Home

Gerechtshof 's-Hertogenbosch, 26-10-2022, ECLI:NL:GHSHE:2022:3796, 21/01298

Gerechtshof 's-Hertogenbosch, 26-10-2022, ECLI:NL:GHSHE:2022:3796, 21/01298

Gegevens

Instantie
Gerechtshof 's-Hertogenbosch
Datum uitspraak
26 oktober 2022
Datum publicatie
9 maart 2023
ECLI
ECLI:NL:GHSHE:2022:3796
Formele relaties
Zaaknummer
21/01298
Relevante informatie
Art. 28c Iw 1990

Inhoudsindicatie

BPM. Afdoening diverse formele grieven.

Uitspraak

Team belastingrecht

Enkelvoudige Belastingkamer

Nummer: 21/01298

Uitspraak op het hoger beroep van

[belanghebbende] ,

wonend in [woonplaats] ,

hierna: belanghebbende,

tegen de uitspraak van de rechtbank Zeeland-West-Brabant (hierna: de rechtbank) van 24 september 2021, nummer BRE 19/780, in het geding tussen belanghebbende en

de inspecteur van de Belastingdienst,

hierna: de inspecteur

en

de Staat (de minister van Justitie en Veiligheid),

hierna: de minister.

1 Ontstaan en loop van het geding

1.1.

De inspecteur heeft een naheffingsaanslag belasting van personenauto’s en motorrijwielen (hierna: BPM) opgelegd.
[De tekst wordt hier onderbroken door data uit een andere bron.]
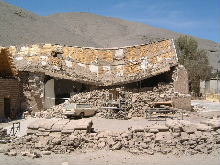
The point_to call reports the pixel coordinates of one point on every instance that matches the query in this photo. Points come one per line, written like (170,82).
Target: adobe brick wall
(181,86)
(9,88)
(33,90)
(181,80)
Tevens is bij beschikking belastingrente in rekening gebracht.

1.2.

Belanghebbende heeft bezwaar gemaakt. De inspecteur heeft uitspraak op bezwaar gedaan en het bezwaar gegrond verklaard.

1.3.

Belanghebbende heeft tegen al deze uitspraken beroep ingesteld bij de rechtbank.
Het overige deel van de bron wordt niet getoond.